We next drove to Lake Louise in Banff. Except there was no place to camp and we couldn't get to the fancy hotel (not that we could afford to stay there). I don't remember why, perhaps because of the "No Camping Ahead" signs. We did park somewhere and hiked up a mountain so that we could see the lake as well as the lodge we'd heard so much about. Unbelievable blue water. But we needed a place to camp and ended up on Mt Eisenhower. The Canadians changed the name in 1979 back to Castle Mountain because why would you name a Canadian Mountain after an American president. I mean, really.

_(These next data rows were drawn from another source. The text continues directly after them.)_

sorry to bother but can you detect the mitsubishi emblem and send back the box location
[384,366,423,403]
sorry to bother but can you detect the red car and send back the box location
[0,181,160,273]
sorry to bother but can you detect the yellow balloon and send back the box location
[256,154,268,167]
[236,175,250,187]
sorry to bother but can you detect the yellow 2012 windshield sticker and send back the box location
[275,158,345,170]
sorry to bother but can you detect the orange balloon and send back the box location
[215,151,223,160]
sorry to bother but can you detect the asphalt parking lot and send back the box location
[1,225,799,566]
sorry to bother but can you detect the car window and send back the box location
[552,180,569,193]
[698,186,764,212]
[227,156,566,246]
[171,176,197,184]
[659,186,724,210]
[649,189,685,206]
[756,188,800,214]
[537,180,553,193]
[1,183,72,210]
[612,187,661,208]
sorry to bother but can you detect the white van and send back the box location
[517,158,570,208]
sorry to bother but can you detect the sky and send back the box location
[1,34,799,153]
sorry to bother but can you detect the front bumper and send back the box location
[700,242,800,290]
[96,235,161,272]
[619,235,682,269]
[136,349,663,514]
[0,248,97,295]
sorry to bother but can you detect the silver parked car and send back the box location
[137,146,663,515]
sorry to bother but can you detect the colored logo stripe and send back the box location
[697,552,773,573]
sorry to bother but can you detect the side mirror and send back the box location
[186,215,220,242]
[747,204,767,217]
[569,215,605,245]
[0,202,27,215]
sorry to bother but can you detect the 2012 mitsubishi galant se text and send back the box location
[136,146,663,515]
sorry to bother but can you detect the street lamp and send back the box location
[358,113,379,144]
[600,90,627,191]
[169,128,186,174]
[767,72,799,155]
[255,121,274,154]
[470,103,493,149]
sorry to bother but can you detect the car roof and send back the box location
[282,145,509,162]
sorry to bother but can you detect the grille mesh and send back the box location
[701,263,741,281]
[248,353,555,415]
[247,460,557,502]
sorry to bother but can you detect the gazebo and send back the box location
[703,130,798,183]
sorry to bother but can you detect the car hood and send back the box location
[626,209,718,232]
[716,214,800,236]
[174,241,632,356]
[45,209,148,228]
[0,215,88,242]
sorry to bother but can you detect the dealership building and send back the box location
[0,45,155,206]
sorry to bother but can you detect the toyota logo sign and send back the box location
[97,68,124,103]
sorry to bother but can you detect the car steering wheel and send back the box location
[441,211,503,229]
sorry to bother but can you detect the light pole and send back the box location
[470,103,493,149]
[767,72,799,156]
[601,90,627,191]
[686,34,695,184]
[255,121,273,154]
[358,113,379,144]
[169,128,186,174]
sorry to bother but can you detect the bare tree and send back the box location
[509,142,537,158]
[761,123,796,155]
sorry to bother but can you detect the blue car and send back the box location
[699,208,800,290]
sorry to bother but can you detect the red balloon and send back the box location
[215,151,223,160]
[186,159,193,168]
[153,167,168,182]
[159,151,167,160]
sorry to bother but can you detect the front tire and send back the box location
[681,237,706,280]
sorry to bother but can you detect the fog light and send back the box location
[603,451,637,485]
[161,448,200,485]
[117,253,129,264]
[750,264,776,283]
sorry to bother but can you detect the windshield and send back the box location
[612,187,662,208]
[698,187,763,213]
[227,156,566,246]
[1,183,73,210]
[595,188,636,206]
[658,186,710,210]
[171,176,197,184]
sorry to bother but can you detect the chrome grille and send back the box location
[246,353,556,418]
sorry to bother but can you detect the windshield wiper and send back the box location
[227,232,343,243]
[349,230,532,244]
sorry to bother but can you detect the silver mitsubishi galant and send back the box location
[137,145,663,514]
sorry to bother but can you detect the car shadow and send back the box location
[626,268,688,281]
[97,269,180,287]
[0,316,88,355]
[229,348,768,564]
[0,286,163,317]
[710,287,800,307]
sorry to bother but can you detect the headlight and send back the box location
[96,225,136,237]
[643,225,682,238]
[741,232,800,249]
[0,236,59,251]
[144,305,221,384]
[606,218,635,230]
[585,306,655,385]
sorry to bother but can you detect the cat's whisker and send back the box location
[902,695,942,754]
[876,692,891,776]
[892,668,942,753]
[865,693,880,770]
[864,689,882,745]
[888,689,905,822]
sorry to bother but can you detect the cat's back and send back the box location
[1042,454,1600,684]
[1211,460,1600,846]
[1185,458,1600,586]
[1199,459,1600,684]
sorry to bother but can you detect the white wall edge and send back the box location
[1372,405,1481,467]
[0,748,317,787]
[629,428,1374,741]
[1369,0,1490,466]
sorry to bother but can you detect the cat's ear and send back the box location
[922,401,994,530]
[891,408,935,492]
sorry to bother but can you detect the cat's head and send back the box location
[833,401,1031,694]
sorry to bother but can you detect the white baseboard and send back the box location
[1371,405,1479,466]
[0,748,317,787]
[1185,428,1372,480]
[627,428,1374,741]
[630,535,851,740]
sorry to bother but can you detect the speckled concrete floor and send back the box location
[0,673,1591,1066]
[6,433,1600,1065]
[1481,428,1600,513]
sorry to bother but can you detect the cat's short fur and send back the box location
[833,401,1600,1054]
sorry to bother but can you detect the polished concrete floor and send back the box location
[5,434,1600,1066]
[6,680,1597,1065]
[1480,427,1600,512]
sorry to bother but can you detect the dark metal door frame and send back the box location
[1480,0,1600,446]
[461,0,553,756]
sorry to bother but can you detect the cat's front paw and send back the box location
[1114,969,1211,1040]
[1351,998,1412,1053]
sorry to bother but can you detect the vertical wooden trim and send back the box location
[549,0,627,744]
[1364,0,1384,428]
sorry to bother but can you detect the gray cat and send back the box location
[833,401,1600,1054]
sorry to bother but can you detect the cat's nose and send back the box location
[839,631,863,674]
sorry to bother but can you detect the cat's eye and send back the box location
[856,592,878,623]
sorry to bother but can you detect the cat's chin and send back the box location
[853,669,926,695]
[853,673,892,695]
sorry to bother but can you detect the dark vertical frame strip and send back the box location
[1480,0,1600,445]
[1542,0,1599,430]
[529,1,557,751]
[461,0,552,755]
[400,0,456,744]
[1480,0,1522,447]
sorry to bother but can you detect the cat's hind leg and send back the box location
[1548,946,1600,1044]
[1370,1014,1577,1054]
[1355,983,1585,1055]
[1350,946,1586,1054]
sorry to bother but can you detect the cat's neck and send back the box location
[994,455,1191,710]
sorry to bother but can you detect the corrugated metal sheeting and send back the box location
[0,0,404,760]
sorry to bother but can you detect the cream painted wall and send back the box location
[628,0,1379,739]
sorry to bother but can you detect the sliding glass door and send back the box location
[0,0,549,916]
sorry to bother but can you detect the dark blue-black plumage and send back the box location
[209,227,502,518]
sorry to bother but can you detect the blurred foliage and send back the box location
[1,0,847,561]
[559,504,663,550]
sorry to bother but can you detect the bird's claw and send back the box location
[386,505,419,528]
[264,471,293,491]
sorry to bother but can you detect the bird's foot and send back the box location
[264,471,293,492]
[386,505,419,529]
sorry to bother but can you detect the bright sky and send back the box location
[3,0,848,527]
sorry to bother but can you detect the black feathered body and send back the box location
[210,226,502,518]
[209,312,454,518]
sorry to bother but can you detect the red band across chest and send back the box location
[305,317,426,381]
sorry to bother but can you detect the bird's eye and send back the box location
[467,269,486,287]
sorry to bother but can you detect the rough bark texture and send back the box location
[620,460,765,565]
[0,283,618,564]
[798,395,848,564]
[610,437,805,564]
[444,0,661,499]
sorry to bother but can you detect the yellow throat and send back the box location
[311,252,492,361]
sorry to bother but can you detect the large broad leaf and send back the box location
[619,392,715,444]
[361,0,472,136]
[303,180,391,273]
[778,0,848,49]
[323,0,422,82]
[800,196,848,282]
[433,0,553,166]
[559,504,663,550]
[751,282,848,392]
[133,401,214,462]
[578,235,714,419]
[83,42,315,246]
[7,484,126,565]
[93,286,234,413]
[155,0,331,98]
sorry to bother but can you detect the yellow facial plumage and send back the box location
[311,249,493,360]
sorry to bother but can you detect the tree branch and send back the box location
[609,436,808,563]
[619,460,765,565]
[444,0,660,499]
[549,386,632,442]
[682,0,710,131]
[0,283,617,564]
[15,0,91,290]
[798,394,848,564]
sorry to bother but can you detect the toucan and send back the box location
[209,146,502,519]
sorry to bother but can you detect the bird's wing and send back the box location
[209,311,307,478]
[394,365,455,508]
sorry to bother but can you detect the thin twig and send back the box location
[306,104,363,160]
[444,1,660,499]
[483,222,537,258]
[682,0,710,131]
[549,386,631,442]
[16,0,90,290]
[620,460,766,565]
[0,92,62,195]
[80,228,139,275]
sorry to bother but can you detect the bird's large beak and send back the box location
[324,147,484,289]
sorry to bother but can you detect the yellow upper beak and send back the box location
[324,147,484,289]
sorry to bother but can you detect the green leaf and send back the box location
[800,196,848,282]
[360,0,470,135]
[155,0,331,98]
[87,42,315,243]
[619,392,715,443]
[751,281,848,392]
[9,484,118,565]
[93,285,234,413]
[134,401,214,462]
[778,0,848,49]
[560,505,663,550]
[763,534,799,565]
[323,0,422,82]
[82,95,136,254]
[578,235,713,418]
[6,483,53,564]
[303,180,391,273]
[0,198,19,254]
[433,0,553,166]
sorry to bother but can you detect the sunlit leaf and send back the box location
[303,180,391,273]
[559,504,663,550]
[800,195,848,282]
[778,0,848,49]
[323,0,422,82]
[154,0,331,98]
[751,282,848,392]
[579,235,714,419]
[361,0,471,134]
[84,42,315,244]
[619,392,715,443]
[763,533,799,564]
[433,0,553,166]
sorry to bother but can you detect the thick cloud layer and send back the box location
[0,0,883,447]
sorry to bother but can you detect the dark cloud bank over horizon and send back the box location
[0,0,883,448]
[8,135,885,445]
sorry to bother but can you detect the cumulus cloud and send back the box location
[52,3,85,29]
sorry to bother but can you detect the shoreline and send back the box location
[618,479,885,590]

Quick story about that mountain, we camped high, at the treeline and not "finished," that is no facilities. The next morning for some crazy reason, I decided I needed to wash my hair. Without thinking I stuck my head in the small creek next to our campsite. Wow. The water was so cold that I felt like my head was hit by a hammer.
On July 20, 1969, the last night of our journey, we were sleeping next to a cornfield someplace in Saskatchewan, Canada. The night sky was clear, the moon was out but i think it was a quarter moon. We were listening to my tiny little radio about Tranquility Base and man walking on the moon. Pretty spectacular, we thought. But so was our trip, we noted.
Circling back to Tranquility. The Japanese Gardens at Maymont are a place where tranquility reigns. The image is looking over the Moon Bridge to the waterfall.
Postscript. Last year, I reached out to my travelling companions. They still live in Platte, SD, and are doing well.